DOI: 10.1136/bmjoq-2018-000373
Abstrakt: Background: Achieving better care at lower cost in the US healthcare safety net will require federally qualified health centres (FQHC) to implement new models of team-based population healthcare. Lean thinking may offer a way to reduce the financial risk of practice transformation while increasing the likelihood of sustained improvement.
Objective: To demonstrate system-level improvement in hypertension control in a large FQHC through the situational use of lean thinking and statistical process control.
Setting: Lynn Community Health Center, the third largest FQHC in Massachusetts, USA.
Participants: 4762 adult patients with a diagnosis of hypertension.
Intervention: First, we created an organisation-wide focus on hypertension. Second, we implemented a multicomponent hypertension care pathway. The lean tools of strategy deployment, standardised work, job instruction, Plan-Do-Study-Adjust, 5S and visual control were used to overcome specific obstacles in the implementation.
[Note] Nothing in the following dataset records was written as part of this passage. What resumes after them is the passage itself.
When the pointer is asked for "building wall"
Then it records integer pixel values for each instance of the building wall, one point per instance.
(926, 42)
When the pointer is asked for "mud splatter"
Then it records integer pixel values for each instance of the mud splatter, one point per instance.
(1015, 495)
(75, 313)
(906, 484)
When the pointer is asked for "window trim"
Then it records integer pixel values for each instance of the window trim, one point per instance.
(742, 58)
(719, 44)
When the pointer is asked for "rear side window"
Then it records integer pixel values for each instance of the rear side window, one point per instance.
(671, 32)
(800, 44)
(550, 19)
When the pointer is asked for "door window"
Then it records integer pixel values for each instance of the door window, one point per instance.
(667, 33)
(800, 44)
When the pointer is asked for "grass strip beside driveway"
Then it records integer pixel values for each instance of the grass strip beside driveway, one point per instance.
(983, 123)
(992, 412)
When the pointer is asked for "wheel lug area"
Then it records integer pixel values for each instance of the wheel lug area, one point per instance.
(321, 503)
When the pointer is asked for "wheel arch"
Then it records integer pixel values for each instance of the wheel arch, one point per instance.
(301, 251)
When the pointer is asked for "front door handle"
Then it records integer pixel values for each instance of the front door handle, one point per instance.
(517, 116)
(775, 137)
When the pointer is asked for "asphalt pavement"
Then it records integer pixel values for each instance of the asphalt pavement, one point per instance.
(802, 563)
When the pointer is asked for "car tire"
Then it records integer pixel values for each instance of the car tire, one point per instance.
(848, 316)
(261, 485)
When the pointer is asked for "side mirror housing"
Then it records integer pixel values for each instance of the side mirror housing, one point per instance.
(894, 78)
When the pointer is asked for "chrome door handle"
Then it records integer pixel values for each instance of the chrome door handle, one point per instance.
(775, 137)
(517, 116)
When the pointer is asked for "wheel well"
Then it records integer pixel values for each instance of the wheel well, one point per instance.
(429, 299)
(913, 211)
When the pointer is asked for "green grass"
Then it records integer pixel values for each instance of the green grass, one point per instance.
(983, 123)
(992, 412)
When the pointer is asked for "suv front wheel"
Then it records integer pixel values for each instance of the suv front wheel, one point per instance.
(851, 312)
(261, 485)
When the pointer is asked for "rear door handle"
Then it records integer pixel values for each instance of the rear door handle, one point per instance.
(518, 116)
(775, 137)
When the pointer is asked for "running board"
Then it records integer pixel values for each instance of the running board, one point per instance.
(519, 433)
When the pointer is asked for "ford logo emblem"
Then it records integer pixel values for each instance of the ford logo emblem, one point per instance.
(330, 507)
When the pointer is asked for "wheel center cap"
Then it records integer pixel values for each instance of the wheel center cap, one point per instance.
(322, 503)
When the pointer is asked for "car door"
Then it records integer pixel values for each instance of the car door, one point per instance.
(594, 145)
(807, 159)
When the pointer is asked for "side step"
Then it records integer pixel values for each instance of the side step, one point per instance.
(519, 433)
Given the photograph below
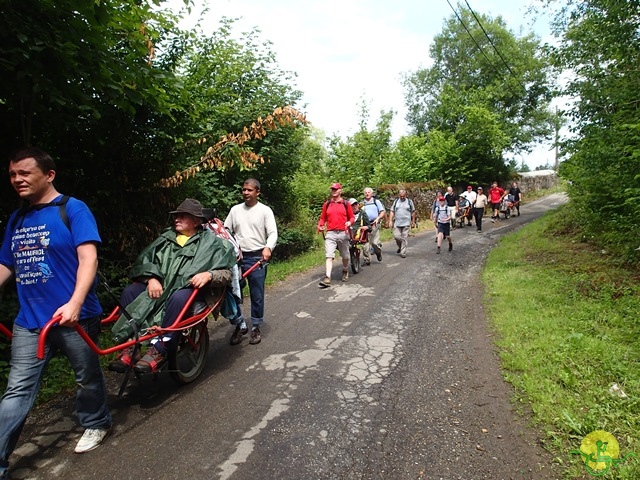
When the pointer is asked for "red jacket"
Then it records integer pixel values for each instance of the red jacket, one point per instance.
(335, 215)
(495, 194)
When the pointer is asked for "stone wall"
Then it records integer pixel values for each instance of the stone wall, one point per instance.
(538, 180)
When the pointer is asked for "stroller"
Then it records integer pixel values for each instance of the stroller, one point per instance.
(508, 205)
(464, 212)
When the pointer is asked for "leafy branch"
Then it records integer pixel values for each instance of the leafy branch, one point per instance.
(230, 148)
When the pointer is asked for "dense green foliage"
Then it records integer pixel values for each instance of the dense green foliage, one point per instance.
(600, 46)
(121, 98)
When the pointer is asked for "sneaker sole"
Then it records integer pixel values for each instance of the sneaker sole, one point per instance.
(96, 445)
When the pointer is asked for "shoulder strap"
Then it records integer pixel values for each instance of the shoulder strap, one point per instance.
(62, 211)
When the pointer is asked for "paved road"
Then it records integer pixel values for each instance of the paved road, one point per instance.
(389, 376)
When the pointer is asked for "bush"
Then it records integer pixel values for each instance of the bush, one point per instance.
(293, 241)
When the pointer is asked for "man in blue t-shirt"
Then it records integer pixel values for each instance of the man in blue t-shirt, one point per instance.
(50, 247)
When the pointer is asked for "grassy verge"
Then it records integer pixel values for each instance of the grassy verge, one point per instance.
(565, 317)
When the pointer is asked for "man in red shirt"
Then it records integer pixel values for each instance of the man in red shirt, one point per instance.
(495, 197)
(336, 218)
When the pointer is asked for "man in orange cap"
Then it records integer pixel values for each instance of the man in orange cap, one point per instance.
(336, 218)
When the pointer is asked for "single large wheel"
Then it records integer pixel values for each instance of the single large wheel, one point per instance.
(188, 361)
(355, 259)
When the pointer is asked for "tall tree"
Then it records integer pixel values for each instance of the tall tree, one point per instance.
(356, 159)
(600, 46)
(479, 65)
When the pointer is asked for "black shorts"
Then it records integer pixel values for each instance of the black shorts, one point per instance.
(444, 228)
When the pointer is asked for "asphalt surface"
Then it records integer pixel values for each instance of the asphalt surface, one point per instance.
(391, 375)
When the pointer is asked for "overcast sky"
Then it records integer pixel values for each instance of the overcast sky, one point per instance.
(348, 51)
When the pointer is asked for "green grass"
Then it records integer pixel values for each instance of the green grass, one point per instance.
(565, 316)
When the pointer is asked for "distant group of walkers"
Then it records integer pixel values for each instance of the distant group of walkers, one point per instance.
(341, 219)
(50, 248)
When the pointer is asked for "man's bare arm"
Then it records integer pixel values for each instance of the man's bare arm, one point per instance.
(85, 277)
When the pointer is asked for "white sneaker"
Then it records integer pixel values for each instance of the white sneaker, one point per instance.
(91, 438)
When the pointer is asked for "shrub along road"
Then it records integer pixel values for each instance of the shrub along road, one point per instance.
(391, 375)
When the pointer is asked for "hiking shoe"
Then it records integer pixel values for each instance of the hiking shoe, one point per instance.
(238, 335)
(91, 439)
(152, 361)
(255, 336)
(124, 361)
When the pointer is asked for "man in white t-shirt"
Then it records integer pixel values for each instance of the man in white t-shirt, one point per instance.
(471, 196)
(254, 227)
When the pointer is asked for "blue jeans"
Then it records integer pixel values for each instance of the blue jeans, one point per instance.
(26, 374)
(256, 281)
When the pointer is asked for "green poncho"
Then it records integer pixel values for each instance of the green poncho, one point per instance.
(174, 266)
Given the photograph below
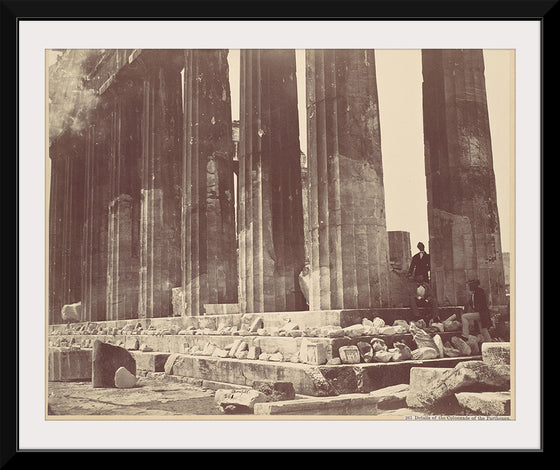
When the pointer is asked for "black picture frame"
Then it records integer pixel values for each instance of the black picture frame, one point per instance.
(14, 12)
Measurements: The primary outcome was hypertension control, defined as last measured blood pressure <140/90. Statistical process control was used to establish baseline performance and assess special cause variation resulting from the two-step intervention.
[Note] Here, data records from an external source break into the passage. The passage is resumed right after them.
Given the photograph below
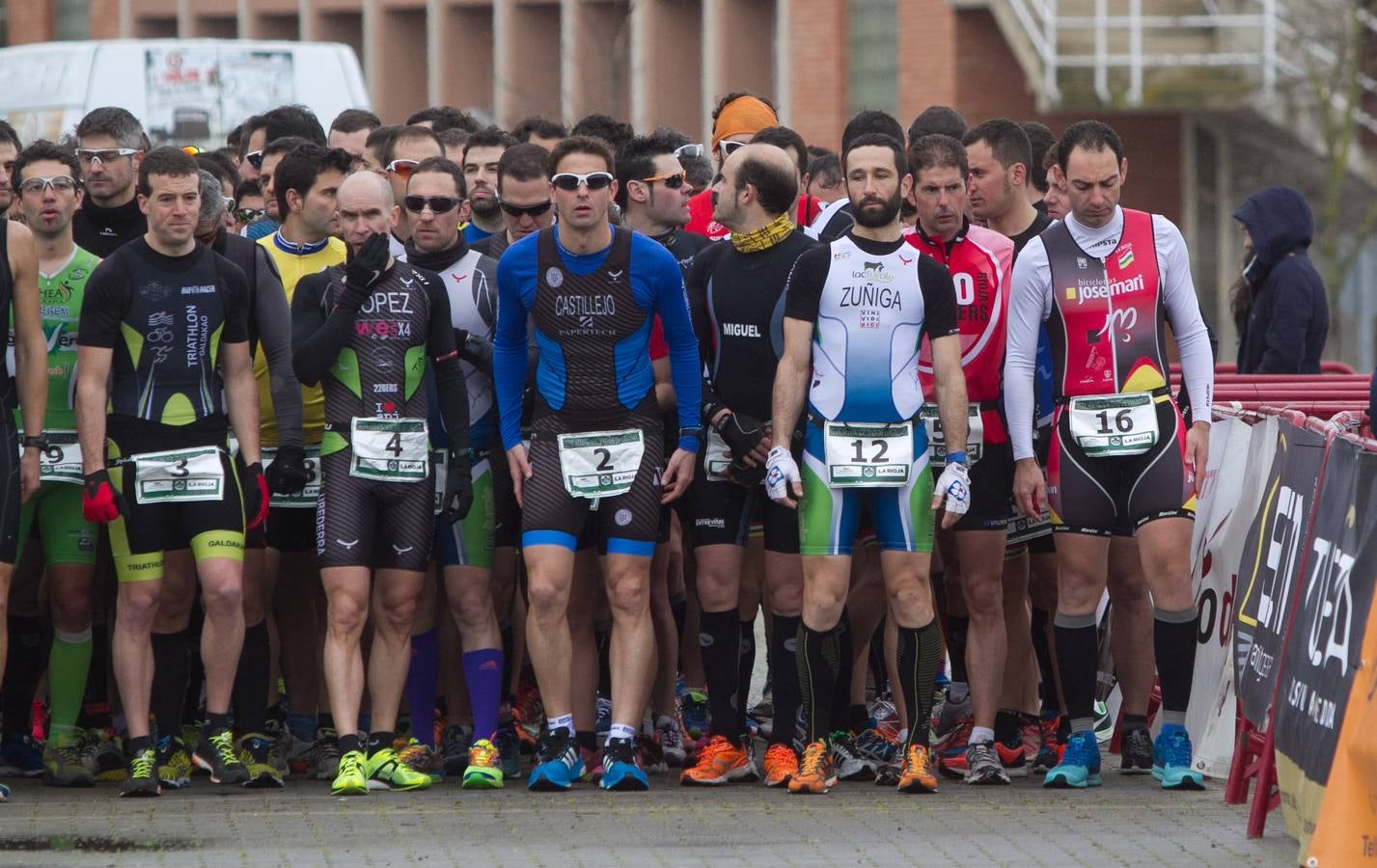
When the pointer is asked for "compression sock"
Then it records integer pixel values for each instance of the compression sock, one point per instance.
(251, 680)
(745, 666)
(919, 655)
(1173, 644)
(420, 686)
(171, 670)
(483, 673)
(1077, 651)
(819, 661)
(719, 644)
(69, 661)
(784, 678)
Results: Hypertension control improved by 11.6% from a baseline of 66.8% to a 6 month average of 78.2%.
Limitations: Durability of system changes has not been demonstrated beyond the 14-month period of the intervention. The observed improvement may underestimate the effect size of the full hypertension care pathway, as two of the five steps have only been partially implemented.
Conclusions: Success factors included experienced improvement leaders, a focus on engaging front-line staff, the situational use of lean principles to make the work easier, better, faster and cheaper (in that order of emphasis), and the use of statistical process control to learn from variation. The challenge of transforming care delivery in the safety net warrants a closer look at the principles, relevance and potential impact of lean thinking in FQHCs.
Competing Interests: Competing interests: None declared.